Trading the amount of volatility in the market has emerged to become a popular option for many investors. Since investors cannot trade VIX because it is merely a calculated number on the perceived amount of volatility, they deploy their money into VXX, which was traded more than any S&P 500 stock on Sept. 13 for the first time.
"You can trade ETNs (exchange-traded notes) such as VXX, which is a long position in a 30-day contract of VIX futures," he said. "Investors buying VXX are hoping that volatility will go up, which many view as a plausible scenario given the uncertainty that typically arises heading into a presidential election."
Investors are utilizing ETNs like VXX as a strategy to help insure their portfolios from large movements in the market. When the market declines, the VXX will rise. The other investors are willing to take the other position because "they like that there is a natural long-term downward bias to VXX since VXX is priced on futures, which ultimately must converge to the VIX spot price by the contract expiration," Haile said. "Since the VXX decays like an option, investors are wise to use VXX only for short-term strategies."
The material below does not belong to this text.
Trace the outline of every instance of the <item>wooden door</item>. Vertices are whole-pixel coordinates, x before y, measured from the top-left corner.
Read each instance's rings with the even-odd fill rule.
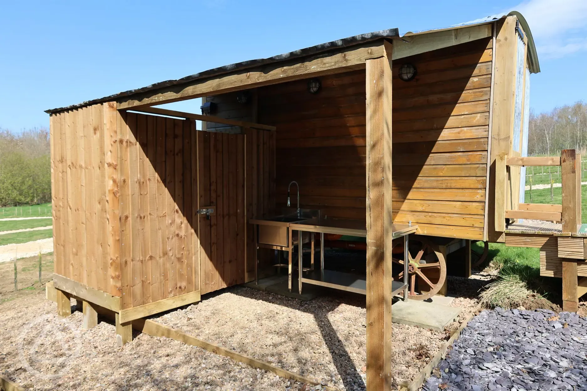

Use as a Short-Term Strategy
Investors must recognize that the VXX is not a "buy and hold" product and the best strategy in using it is for short-term protection against big downside moves in the market, said Ron McCoy, a portfolio manager on Covestor, the Boston-based online investing company, and chief investment officer at Freedom Capital Advisors in Winter Garden, Fla.
"We emphasize the word short-term, so think in terms of days and not months," he said.
While the popularity of volatility ETNs has grown exponentially, it can be problematic if too many people are in on the same trade, Haile said. "We are seeing this now with many people shorting VXX, that if an event were to trigger downside movement, VIX futures would spike and VXX would, too. All those with short positions will have to buy back their short positions, causing the futures and VXX to go up even more."
Using the VXX to "hedge" your portfolio is unlikely to be the best solution, said McCoy.
"Since the volatility is so low, people can purchase put protection cheaply and therefore have more direct insurance against a negative move in the markets," he said. "Puts can also better target the particular stocks or ETFs that the individual owns."